Akibat komentar tersebut, Perdana Menteri Shinzo Abe meminta maaf pada warga di Jepang bagian timur laut, dan menyebut pernyataan itu sangat tidak pantas serta melukai perasaan penduduk setempat. “Sebagai perdana menteri, saya ingin meminta maaf secara mendalam pada warga di area terdampak bencana.”

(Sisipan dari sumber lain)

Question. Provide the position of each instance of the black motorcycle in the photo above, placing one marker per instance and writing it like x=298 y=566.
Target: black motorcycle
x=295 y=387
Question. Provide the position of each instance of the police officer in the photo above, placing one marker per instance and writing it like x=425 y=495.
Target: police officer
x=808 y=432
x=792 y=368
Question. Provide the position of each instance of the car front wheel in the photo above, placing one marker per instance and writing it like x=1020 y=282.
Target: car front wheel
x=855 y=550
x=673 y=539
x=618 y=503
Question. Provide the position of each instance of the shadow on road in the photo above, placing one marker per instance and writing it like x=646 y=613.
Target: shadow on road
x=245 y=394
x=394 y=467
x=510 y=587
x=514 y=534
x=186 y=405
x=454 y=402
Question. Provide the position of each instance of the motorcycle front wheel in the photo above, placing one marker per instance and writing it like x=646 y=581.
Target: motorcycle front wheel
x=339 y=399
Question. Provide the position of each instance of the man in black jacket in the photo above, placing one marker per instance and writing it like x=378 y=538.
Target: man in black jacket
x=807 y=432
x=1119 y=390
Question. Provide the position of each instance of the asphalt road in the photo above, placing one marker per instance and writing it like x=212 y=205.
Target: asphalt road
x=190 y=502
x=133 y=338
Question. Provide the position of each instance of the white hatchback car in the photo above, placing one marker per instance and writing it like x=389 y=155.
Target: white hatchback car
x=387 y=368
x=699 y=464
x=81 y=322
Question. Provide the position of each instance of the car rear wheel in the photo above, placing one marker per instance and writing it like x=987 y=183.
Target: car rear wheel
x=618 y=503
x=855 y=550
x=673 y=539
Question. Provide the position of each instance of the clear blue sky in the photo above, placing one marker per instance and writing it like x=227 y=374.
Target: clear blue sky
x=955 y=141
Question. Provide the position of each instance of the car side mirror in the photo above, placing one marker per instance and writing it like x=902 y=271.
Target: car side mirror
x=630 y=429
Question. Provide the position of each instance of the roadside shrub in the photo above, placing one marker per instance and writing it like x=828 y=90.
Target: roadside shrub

Tak lama kemudian, Imamura menyerahkan surat pengunduran diri dan mengaku dirinya sangat menyesali komentarnya yang menimbulkan polemik. “Saya memicu masalah besar untuk warga Tohoku dan melukai perasaan mereka. Saya minta maaf,” ucapnya sambil membungkukkan badan.

Sebenarnya, di atas kertas semua orang tahu jika bencana menimpa Tokyo jelas akan berefek lebih parah dari wilayah lain di Jepang. Tapi dalam komunikasi publik, seorang tokoh harus cerdas menghindari kalimat yang tidak pantas dituturkan sebab akan menyinggung serta berbuntut panjang dan lebih luas.

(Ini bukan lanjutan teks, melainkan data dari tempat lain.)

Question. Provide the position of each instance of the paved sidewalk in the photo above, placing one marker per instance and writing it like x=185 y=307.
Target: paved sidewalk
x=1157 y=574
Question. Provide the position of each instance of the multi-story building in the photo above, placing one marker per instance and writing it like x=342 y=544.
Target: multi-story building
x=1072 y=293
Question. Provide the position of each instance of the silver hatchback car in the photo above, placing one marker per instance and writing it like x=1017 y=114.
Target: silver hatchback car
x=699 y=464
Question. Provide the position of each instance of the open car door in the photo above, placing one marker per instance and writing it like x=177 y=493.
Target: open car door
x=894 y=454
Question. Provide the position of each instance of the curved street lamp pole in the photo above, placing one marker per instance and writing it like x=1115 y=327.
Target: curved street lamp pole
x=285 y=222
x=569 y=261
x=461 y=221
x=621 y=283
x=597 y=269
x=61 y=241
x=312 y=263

Mungkin di Jepang dan banyak negara beradab lain sudah terpupuk satu kesadaran. Jika pejabat telanjur keseleo lidah, pilihan utamanya cuma dua, langsung meminta maaf, dan jika tetap berpotensi memicu pertikaian berkepanjangan, sebaiknya mundur untuk menghindari dampak lebih besar. Jika sang pejabat tidak bersedia maka atasan sang pejabat terpaksa mengambil tindakan tegas. Karena bila dibiarkan akan menuai konflik yang tak berkesudahan.

Sayangnya hal ini tidak terjadi di tanah air tercinta. Ada pejabat yang terkilir lidah, bukannya bergegas memohon maaf, malah sibuk melegitimasi pernyataannya. Pejabat lain bersedia meminta maaf, tapi “memaksa” masyarakat yang tersinggung harus memaafkan, dilarang memperpanjang masalah. Jika tidak memaafkan dan bersikukuh mengawal ke jalur hukum, akan dituduh mempolitisasi atau konspirasi.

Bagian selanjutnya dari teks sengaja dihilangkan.